|
|
|
|
|
by kgeist
864 days ago
|
|
Interesting, I also manage an IRC bot with multimodal capability for months now. It's not a real LMM - rather, a combination of 3 models. It uses Llava for images and Whisper for audio. The pipeline is simple: if it finds a URL which looks like an image - it feeds it to Llava (same with audio). Llava's response is injected back to the main LLM (a round robin of Solar 10.7B and Llama 13B) to provide the response in the style of the bot's character (persona) and in the context of the conversation. I run it locally on my RTX 3060 using llama.cpp. Additionally, it's also able to search on Wikipedia, in the news (provided by Yahoo RSS) and can open HTML pages (if it sees a URL which is not an image or audio). Llava is a surprisingly good model for its size.
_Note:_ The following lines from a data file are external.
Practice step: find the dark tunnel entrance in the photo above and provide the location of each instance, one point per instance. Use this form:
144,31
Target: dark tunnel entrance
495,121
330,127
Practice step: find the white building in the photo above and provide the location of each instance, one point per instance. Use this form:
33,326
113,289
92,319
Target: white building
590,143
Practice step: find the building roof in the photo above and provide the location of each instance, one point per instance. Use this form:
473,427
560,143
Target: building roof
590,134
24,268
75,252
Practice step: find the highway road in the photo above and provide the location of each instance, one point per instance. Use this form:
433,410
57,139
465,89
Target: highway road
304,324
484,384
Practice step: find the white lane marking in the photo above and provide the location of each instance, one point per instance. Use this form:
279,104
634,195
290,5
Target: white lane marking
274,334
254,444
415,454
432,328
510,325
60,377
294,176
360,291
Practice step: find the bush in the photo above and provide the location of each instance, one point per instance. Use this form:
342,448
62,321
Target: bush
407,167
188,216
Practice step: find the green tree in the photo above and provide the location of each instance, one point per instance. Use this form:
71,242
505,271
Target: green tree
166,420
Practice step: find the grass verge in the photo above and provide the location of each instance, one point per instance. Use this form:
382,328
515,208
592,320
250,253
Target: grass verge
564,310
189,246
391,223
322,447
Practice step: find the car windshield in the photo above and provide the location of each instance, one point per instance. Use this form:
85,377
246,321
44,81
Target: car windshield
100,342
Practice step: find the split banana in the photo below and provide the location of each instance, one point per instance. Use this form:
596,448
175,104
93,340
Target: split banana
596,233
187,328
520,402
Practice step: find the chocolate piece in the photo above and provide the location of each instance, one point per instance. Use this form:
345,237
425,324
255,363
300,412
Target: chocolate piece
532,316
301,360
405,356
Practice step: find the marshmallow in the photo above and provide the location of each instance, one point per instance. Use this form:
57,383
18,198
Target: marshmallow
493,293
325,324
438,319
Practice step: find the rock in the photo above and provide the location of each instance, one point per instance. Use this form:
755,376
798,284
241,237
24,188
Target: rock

However, what I found is that it often hallucinates "2 people in the background" for many images. I made the bot just to explore how far I can go with local off-the-shelf LLMs, I never thought it could be useful for blind people, interesting. A practical idea I had on my mind was to hook it to a webcam so that if something interesting happens in front of my house, I can be notified by the bot, for example. I guess it could also be useful for blind people if the camera is mounted on the body. |
|
There's a creepypasta or an SCP entry in there. You do not recognize the people in the background.